Serve crispy eggplant balls with pasta, over polenta or just dipped in tomato sauce.
Bring 6 quarts of water to a rolling boil.
Meanwhile, trim the tops and bottoms from the eggplant and peel. Cut the eggplant into quarters, lengthwise. Cut each quarter into 5 chunks.
Carefully add the eggplant to the boiling water. Boil for 12-15 minutes, until the eggplant has softened. Use a spider to stir and submerge the chunks every so often. The eggplant should be very soft and mushy, but still hold its shape.
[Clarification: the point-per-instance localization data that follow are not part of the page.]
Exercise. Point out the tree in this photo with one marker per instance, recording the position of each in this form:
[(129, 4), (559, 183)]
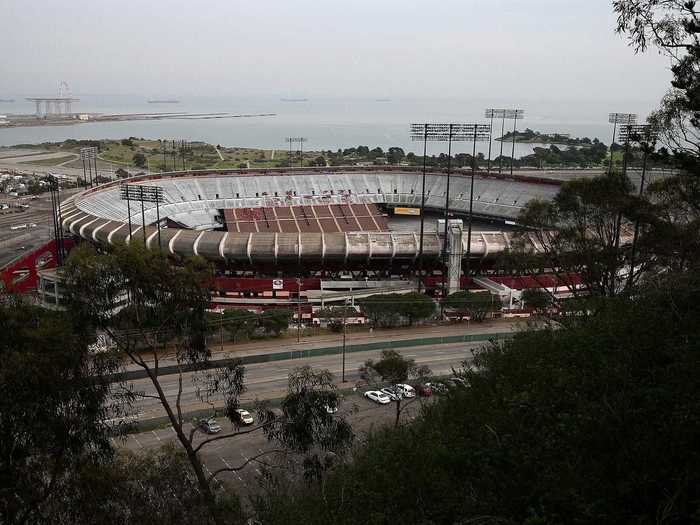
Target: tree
[(536, 298), (395, 369), (593, 424), (387, 310), (147, 306), (395, 155), (576, 236), (154, 487), (475, 304), (139, 159), (415, 306), (52, 409)]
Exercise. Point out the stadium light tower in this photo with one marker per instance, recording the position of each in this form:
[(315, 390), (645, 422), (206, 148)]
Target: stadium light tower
[(626, 119), (300, 140), (442, 133), (89, 154), (646, 136), (479, 132), (513, 114), (490, 114), (142, 193)]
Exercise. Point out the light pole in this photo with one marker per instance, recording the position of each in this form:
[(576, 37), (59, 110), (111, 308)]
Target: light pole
[(300, 141), (420, 132), (645, 135), (490, 114), (514, 114), (626, 119), (298, 310), (449, 133), (345, 318), (480, 132), (142, 193)]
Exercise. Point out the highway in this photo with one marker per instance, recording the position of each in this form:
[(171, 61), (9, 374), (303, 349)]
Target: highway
[(269, 380)]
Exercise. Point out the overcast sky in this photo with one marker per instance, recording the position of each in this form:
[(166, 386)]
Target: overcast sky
[(564, 49)]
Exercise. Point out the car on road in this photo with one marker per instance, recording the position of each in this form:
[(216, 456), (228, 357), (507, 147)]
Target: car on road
[(243, 416), (437, 388), (210, 426), (377, 397), (406, 391), (393, 393), (424, 390), (457, 382)]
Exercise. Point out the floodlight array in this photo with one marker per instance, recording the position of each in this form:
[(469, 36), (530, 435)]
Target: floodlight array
[(450, 132), (643, 133), (622, 118), (495, 113), (137, 192), (88, 152)]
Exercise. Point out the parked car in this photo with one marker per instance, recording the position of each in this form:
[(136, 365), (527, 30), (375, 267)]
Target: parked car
[(377, 397), (457, 381), (393, 393), (210, 426), (424, 390), (437, 388), (406, 391), (243, 416)]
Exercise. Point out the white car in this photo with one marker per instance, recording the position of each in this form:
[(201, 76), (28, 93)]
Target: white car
[(406, 390), (210, 426), (394, 394), (243, 416), (377, 397)]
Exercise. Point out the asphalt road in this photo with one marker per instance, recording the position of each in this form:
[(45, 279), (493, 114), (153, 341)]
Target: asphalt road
[(269, 380), (364, 416)]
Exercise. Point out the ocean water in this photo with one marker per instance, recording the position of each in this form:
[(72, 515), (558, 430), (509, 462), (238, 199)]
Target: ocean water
[(328, 123)]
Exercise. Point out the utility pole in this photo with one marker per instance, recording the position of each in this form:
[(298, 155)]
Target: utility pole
[(345, 319)]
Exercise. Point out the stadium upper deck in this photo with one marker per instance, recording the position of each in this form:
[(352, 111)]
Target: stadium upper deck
[(203, 201)]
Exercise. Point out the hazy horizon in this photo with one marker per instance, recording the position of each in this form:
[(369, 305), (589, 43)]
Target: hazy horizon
[(476, 49)]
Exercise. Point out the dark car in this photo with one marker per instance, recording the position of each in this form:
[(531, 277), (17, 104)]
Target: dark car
[(423, 390)]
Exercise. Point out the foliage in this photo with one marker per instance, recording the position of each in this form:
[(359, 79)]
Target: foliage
[(387, 310), (52, 407), (536, 298), (577, 233), (139, 159), (149, 488), (593, 424), (476, 304)]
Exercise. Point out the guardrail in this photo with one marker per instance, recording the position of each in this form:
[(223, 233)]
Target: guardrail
[(313, 352)]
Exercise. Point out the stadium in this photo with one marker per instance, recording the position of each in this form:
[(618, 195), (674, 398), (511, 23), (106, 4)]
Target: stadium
[(324, 234)]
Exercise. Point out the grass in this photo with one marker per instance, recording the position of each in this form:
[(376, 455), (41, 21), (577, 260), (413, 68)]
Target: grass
[(50, 162)]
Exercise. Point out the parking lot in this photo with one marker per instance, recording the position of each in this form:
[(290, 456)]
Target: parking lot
[(363, 414)]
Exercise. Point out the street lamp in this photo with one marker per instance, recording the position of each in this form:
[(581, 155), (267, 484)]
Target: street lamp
[(626, 119), (300, 140), (645, 135)]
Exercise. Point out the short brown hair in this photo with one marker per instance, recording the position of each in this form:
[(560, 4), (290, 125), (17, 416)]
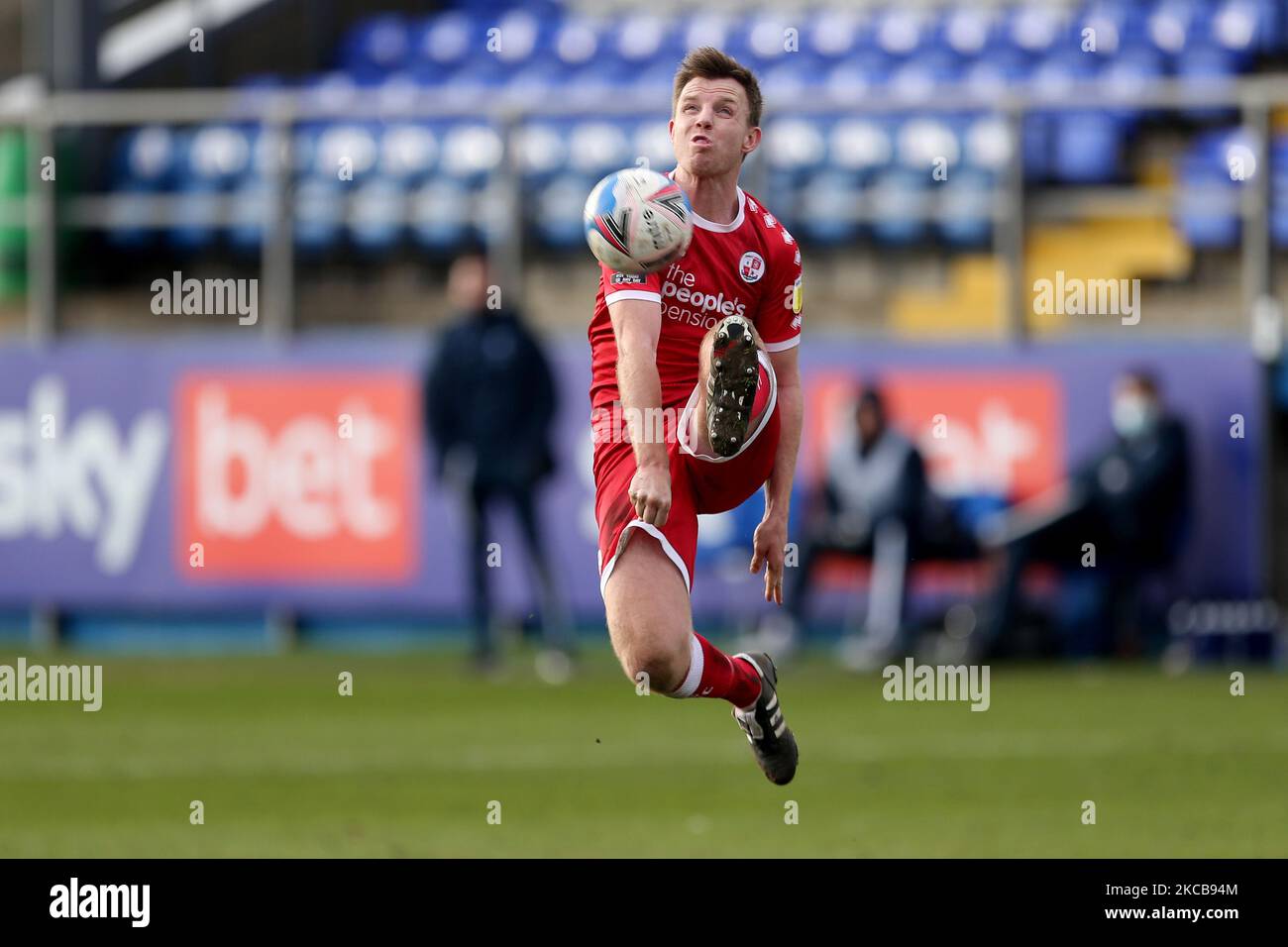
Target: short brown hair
[(708, 62)]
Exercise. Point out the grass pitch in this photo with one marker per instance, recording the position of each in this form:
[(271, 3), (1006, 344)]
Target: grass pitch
[(408, 764)]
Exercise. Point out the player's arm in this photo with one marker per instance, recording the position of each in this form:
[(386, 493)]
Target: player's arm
[(772, 534), (636, 326), (780, 324)]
Strain the eggplant in a colander. Put the colander into a bowl, leaving at least 2 inches of space between the colander and the bowl. Place a weight over the eggplant and refrigerate for at least 2 hours, preferably overnight, to remove as much liquid as possible. Discard the extracted liquid.
Fill a large high-sided skillet with 1/2-inch of canola oil. Heat the oil, over medium-high heat, to 350°F.
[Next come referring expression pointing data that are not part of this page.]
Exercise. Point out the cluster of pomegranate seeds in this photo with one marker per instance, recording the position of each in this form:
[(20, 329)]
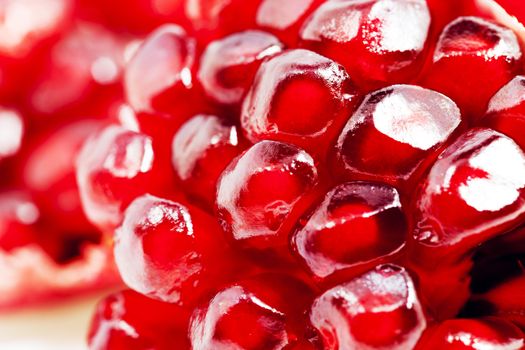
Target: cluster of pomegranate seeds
[(301, 174)]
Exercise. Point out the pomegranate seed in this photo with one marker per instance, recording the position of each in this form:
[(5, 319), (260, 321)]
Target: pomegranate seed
[(159, 76), (82, 74), (378, 310), (129, 321), (257, 193), (168, 251), (297, 97), (356, 223), (18, 218), (386, 38), (228, 65), (473, 192), (113, 168), (285, 19), (202, 149), (261, 313), (394, 131), (489, 333), (506, 111), (470, 49), (12, 131), (214, 19)]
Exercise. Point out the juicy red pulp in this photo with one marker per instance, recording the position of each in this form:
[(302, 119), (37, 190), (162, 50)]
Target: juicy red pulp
[(300, 174)]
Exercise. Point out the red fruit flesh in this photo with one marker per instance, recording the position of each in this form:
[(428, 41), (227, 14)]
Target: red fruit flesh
[(386, 38), (375, 311), (299, 97), (168, 251), (160, 73), (257, 193), (506, 111), (464, 334), (355, 224), (130, 321), (54, 187), (228, 65), (394, 131), (471, 194), (201, 150), (470, 49), (113, 168), (261, 313)]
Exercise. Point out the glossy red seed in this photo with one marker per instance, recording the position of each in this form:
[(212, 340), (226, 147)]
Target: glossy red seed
[(465, 334), (129, 321), (506, 111), (378, 310), (54, 187), (285, 19), (113, 168), (475, 189), (12, 130), (470, 49), (257, 193), (228, 65), (386, 38), (168, 251), (265, 312), (299, 97), (394, 131), (159, 76), (473, 192), (201, 150), (356, 223)]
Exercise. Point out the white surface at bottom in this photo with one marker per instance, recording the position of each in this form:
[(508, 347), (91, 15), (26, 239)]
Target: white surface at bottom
[(57, 326)]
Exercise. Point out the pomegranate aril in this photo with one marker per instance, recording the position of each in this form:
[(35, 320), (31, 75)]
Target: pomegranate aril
[(356, 223), (129, 321), (201, 150), (12, 129), (285, 19), (159, 76), (465, 334), (469, 50), (474, 191), (48, 172), (299, 97), (113, 168), (228, 65), (506, 111), (394, 131), (257, 193), (378, 310), (386, 38), (265, 312), (169, 251)]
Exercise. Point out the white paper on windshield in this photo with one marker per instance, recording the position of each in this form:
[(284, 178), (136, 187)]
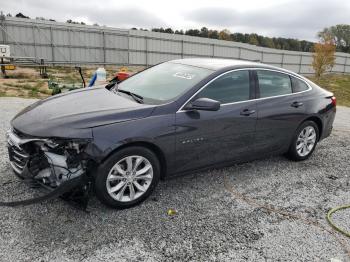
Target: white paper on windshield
[(184, 75)]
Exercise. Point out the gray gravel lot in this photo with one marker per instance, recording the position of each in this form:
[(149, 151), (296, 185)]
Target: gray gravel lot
[(211, 224)]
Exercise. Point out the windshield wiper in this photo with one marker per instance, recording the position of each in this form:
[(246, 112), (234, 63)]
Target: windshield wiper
[(137, 98)]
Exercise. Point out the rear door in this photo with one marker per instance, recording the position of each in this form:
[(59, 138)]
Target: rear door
[(204, 138), (279, 110)]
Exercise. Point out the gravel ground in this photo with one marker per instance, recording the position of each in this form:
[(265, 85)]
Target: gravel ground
[(211, 223)]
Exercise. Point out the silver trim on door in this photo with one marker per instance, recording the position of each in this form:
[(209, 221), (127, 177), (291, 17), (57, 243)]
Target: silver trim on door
[(255, 99)]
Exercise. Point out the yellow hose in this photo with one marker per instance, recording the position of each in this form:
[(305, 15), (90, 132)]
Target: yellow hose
[(330, 221)]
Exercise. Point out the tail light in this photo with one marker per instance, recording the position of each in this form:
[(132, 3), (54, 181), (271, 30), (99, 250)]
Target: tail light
[(334, 101)]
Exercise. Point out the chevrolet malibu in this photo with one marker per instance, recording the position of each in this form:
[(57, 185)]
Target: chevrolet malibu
[(174, 118)]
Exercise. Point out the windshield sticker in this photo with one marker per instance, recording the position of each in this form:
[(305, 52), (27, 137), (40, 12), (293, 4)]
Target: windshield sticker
[(184, 75)]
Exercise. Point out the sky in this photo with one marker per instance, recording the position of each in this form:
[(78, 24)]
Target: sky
[(275, 18)]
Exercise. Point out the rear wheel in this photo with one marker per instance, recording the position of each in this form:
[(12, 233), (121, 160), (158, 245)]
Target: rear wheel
[(304, 141), (128, 177)]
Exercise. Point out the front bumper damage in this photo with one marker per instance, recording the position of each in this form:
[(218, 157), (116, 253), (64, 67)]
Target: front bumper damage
[(58, 166)]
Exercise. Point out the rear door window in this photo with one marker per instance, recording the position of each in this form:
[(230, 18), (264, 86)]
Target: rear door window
[(228, 88), (273, 83)]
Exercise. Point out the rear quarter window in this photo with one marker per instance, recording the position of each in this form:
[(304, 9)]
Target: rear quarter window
[(298, 85), (273, 83)]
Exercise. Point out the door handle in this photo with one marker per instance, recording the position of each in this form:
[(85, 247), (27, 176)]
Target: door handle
[(296, 104), (247, 112)]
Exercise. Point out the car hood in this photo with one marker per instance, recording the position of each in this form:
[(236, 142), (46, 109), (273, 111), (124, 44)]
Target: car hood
[(73, 114)]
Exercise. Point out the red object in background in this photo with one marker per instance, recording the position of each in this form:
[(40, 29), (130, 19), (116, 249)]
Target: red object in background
[(122, 75)]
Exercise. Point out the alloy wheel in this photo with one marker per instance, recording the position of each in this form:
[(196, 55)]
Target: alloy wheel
[(129, 178), (306, 141)]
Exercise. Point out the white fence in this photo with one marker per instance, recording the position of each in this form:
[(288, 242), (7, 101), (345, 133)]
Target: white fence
[(62, 43)]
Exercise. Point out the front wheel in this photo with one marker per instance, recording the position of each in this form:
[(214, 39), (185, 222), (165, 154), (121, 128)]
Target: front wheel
[(304, 141), (128, 177)]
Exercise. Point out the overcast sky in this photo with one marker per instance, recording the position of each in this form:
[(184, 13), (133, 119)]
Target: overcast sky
[(286, 18)]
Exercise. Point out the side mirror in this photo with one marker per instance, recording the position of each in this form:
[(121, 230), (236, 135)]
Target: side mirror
[(205, 104)]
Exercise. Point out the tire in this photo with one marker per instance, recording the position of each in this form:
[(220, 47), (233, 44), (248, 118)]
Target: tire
[(127, 177), (304, 143)]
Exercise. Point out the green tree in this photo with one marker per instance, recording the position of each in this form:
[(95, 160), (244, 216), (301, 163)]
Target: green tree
[(324, 56), (225, 35), (340, 34)]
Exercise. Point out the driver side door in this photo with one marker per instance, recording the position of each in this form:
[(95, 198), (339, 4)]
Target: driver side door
[(205, 138)]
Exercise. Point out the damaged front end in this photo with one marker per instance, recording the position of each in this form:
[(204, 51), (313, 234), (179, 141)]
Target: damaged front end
[(58, 165)]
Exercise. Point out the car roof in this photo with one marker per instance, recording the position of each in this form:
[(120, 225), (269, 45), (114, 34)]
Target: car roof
[(218, 64)]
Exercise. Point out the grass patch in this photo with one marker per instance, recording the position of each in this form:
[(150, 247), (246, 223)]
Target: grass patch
[(338, 84)]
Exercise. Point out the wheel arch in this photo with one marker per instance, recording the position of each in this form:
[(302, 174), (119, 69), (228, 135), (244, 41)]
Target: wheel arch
[(318, 122)]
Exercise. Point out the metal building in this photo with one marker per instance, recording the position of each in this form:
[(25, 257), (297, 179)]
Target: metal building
[(62, 43)]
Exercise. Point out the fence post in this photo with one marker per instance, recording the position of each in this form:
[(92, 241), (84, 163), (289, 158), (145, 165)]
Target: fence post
[(104, 46), (34, 42), (182, 48), (128, 58), (52, 46), (3, 26), (146, 50), (301, 59), (70, 44), (345, 63)]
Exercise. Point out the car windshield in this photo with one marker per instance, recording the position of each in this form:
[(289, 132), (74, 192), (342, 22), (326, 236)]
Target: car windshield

Meanwhile, transfer the eggplant to a large bowl. Using your hands, break the eggplant into smallish chunks. Add the egg, pecorino, 3/4 cup breadcrumbs, garlic powder, pepper and red pepper flakes. Using your hands, mush all the ingredients together, to combine. It's okay if there are some chunks of eggplant left.
Portion the eggplant mixture into 2 ounce balls, a little larger than a golf ball. Roll the balls in the remaining breadcrumbs and gently flatten the balls.
Fry the eggplant balls on both sides until deep golden brown. Drain on a paper towel-lined plate and serve immediately.